Lakewood makes offset dowel pins in 0.007-, 0.014-, and 0.21-inch offsets. The largest offset dowel will compensate for as much as 0.042-inch of offset in the bellhousing. With offset dowel pins, we like to mark the end to indicate the direction of the offset to ensure both dowels are installed consistently in the desired position. If they are not pointed in the same direction, the bellhousing won’t fit and you will have to start over.
But when determining the amount to correct the error, we will use an offset dowel pin rated at half that dimension. Offset dowel pins come in 0.007-, 0.014-, and 0.021-inch offsets. Each offset dowel will compensate for twice its offset. So a 0.014-inch dowel will relocate the bellhousing 0.028-inch. The same doubling effect is true for the other two dowels. This means total bellhousing relocation can be as much as 0.042-inch.
In our situation where the bellhousing checks 0.015-inch down relative to crankshaft centerline, we can use a 0.007-inch offset dowel to move the bellhousing upward by double its value – 0.014-inch. Theoretically, this should place the bellhousing with 0.001-inch of offset which is near perfect.
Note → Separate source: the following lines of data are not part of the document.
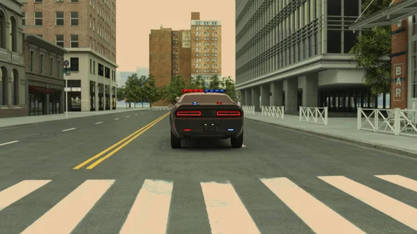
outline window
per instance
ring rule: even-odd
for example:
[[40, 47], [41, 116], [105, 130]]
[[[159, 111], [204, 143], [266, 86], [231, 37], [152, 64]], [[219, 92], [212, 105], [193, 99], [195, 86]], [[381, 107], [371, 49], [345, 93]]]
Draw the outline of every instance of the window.
[[35, 12], [35, 25], [42, 25], [42, 11]]
[[49, 75], [54, 76], [54, 58], [51, 57], [49, 61]]
[[43, 74], [44, 62], [45, 62], [45, 58], [44, 58], [45, 56], [44, 56], [43, 53], [41, 53], [39, 57], [40, 57], [39, 58], [39, 73]]
[[341, 31], [337, 30], [327, 31], [327, 38], [332, 38], [327, 41], [327, 53], [341, 53], [342, 52], [341, 33]]
[[55, 35], [55, 41], [56, 45], [60, 46], [61, 47], [64, 47], [64, 35]]
[[60, 71], [60, 69], [61, 69], [60, 60], [58, 60], [58, 67], [56, 69], [56, 76], [58, 76], [58, 78], [61, 78], [61, 74], [62, 74], [61, 72], [62, 72]]
[[105, 71], [106, 71], [106, 74], [105, 74], [106, 78], [110, 78], [110, 68], [106, 67]]
[[31, 72], [35, 72], [35, 51], [31, 51]]
[[100, 63], [99, 63], [99, 76], [104, 76], [104, 66], [103, 66]]
[[71, 72], [79, 72], [78, 58], [70, 58], [70, 63], [71, 65]]
[[57, 26], [64, 25], [64, 12], [57, 11], [55, 12], [55, 24]]
[[26, 11], [22, 12], [22, 25], [26, 25], [28, 23], [28, 15]]
[[71, 48], [78, 48], [79, 40], [78, 34], [72, 34], [71, 35]]
[[71, 12], [71, 25], [79, 25], [78, 11]]

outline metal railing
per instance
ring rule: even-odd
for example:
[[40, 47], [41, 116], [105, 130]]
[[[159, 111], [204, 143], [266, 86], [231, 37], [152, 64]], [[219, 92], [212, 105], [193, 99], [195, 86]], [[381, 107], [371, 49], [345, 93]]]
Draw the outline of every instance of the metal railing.
[[357, 129], [417, 137], [417, 110], [359, 108]]
[[300, 122], [327, 125], [327, 107], [300, 107]]
[[245, 114], [252, 114], [255, 115], [255, 106], [242, 106], [242, 109]]
[[264, 106], [261, 107], [262, 116], [268, 116], [284, 119], [284, 106]]

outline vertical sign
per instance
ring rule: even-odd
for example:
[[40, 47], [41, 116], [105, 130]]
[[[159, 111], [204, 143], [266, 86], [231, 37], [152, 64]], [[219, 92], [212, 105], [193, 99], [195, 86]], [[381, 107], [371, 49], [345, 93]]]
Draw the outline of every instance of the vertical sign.
[[394, 78], [393, 80], [393, 92], [391, 95], [394, 96], [393, 101], [404, 101], [404, 65], [402, 63], [394, 65]]
[[182, 47], [191, 47], [191, 33], [189, 30], [183, 31], [182, 32]]

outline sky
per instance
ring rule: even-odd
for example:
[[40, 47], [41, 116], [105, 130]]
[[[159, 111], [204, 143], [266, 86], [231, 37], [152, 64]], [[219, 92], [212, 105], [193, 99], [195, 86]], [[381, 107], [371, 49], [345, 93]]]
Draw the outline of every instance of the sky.
[[232, 0], [118, 0], [116, 63], [118, 71], [149, 67], [151, 29], [190, 29], [191, 12], [201, 20], [222, 22], [222, 75], [235, 78], [235, 1]]

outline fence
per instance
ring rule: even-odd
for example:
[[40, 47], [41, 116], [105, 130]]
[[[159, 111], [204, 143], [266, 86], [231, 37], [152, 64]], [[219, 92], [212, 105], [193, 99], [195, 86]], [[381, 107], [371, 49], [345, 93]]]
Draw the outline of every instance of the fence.
[[[363, 121], [365, 119], [365, 121]], [[368, 125], [368, 128], [365, 126]], [[417, 137], [417, 110], [359, 108], [357, 129]]]
[[261, 107], [262, 116], [268, 116], [284, 119], [284, 106], [264, 106]]
[[327, 107], [300, 107], [300, 122], [327, 125]]
[[255, 106], [242, 106], [242, 109], [245, 114], [252, 114], [255, 115]]

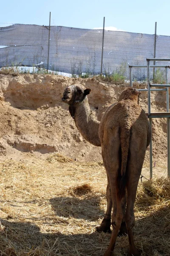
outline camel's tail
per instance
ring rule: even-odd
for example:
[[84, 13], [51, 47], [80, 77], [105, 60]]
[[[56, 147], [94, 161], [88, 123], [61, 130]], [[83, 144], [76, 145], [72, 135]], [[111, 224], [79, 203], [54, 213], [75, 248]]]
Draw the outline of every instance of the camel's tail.
[[119, 182], [118, 182], [118, 184], [119, 184], [119, 194], [121, 198], [125, 196], [126, 193], [126, 172], [129, 152], [130, 138], [130, 129], [124, 128], [121, 131], [121, 157], [122, 160], [120, 173], [119, 175]]

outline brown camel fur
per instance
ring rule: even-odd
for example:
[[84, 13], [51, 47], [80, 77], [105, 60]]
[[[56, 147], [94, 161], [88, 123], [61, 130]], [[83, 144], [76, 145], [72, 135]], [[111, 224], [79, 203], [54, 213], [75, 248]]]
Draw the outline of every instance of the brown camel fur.
[[87, 97], [91, 91], [91, 89], [85, 89], [81, 84], [70, 85], [65, 89], [62, 100], [69, 105], [70, 114], [83, 138], [95, 146], [100, 146], [100, 122], [93, 115]]
[[[91, 90], [84, 90], [82, 86], [81, 87], [85, 92], [85, 98]], [[76, 94], [75, 88], [73, 94]], [[88, 93], [86, 94], [87, 91]], [[108, 108], [99, 125], [99, 137], [108, 183], [107, 209], [99, 231], [109, 231], [112, 204], [113, 206], [112, 215], [113, 232], [104, 256], [112, 255], [124, 219], [129, 237], [129, 255], [140, 255], [135, 247], [133, 234], [132, 229], [135, 224], [133, 208], [137, 185], [145, 151], [150, 142], [151, 133], [145, 113], [139, 105], [139, 91], [133, 88], [128, 88], [125, 90], [118, 102]], [[64, 93], [63, 100], [69, 101], [71, 99], [71, 104], [74, 105], [76, 97], [72, 94], [71, 98], [68, 96], [68, 94]], [[83, 100], [77, 103], [82, 104], [81, 102]], [[73, 109], [70, 110], [71, 114], [73, 112], [76, 114], [76, 107]]]

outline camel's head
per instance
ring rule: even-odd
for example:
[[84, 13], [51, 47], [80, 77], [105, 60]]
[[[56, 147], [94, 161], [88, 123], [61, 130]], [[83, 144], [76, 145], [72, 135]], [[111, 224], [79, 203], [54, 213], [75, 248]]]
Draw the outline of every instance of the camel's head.
[[140, 94], [141, 93], [138, 90], [132, 87], [129, 87], [125, 90], [120, 94], [119, 101], [122, 99], [130, 99], [139, 104]]
[[62, 101], [70, 105], [82, 102], [91, 91], [90, 88], [85, 89], [82, 84], [73, 84], [64, 90]]

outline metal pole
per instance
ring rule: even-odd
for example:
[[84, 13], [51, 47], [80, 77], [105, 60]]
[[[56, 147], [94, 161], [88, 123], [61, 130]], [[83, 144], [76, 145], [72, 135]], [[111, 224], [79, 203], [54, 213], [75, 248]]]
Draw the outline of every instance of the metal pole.
[[103, 68], [103, 46], [104, 46], [104, 38], [105, 34], [105, 17], [103, 17], [103, 36], [102, 38], [102, 57], [101, 57], [101, 66], [100, 69], [100, 73], [102, 74]]
[[150, 61], [147, 60], [147, 104], [148, 115], [150, 114]]
[[170, 118], [167, 118], [167, 177], [170, 177]]
[[[166, 84], [167, 84], [168, 78], [167, 67], [165, 67]], [[169, 91], [168, 87], [167, 87], [167, 112], [169, 112]], [[167, 118], [167, 177], [170, 177], [170, 118]]]
[[149, 123], [151, 130], [151, 140], [150, 143], [149, 153], [150, 153], [150, 179], [152, 178], [152, 118], [150, 115], [150, 61], [147, 60], [147, 104], [148, 108], [148, 117]]
[[[157, 22], [156, 22], [155, 25], [155, 37], [154, 37], [153, 58], [156, 58], [156, 26], [157, 26]], [[154, 66], [155, 65], [155, 61], [153, 61], [153, 65]], [[155, 68], [154, 67], [153, 69], [153, 80], [154, 80], [155, 78]]]
[[130, 80], [130, 86], [133, 87], [132, 84], [132, 70], [131, 67], [129, 67], [129, 79]]
[[150, 145], [149, 145], [149, 154], [150, 154], [150, 180], [152, 178], [152, 118], [149, 119], [149, 123], [151, 130], [151, 139], [150, 140]]
[[47, 57], [47, 70], [48, 70], [49, 66], [49, 55], [50, 53], [50, 28], [51, 28], [51, 12], [50, 12], [50, 18], [49, 21], [49, 28], [48, 28], [48, 45]]

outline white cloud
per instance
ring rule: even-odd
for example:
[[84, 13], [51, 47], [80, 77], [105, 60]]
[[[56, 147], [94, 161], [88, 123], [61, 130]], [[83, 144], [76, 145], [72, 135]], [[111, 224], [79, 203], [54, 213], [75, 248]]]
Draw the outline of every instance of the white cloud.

Lakewood, Moroso, and others offer offset dowel pins. Before installing these offset dowel pins, we like to mark the face of the dowel with a Sharpie to indicate the position of the maximum amount of offset. Then, the non-offset portion can be driven into the block while positioning the offset in the desired direction. In this particular case, we placed the bushings with the maximum offset at the 12 o’clock position. It’s important to make sure that both dowels are both positioned exactly the same or the bellhousing will not fit over the dowels.
It’s always best to recheck your work to ensure that the dowels were placed correctly as it’s easy to get them backwards. In our case, the re-test revealed our bellhousing now within 0.002-inch of perfect alignment.
With most engines you have a choice of either a pilot bushing or bearing. If you choose a bearing, this one uses a seal located just inside the tapered entry. Always place the seal pointed toward the transmission. This retains the lube in the bearing and prevents damage to the bearings from outside dirt and debris.
As we mentioned earlier, the key to checking alignment is to start by ensuring the bellhousing is parallel. If it is not, this creates a hole that essentially becomes an oval. No amount of changes with offset bushings will correct this. The bellhousing must first be as parallel to the block and perpendicular to the crank within the 0.005-inch spec.
It’s also worth mentioning that creating this proper alignment does wonders for creating much smoother clutch operation because now the input shaft is not placed in a bind relative to the crankshaft. Proper bellhousing alignment will also extend the life of a pilot bushing or bearing. We know mechanics that do not like pilot bearings because they sometimes seize on the input shaft. This is most often caused by a bellhousing misalignment. When all the components are in near perfect alignment, the clutch and transmission will last much longer and perform as intended.
Armed with this updated information, it should be relatively easy to accurately determine if your bellhousing is within spec. Once that’s achieved, that will make your 21st Century manual trans shift as smooth as silk. And then you can be that driver who executes that perfectly-timed high rpm fourth gear shift to the acknowledgement of all your friends.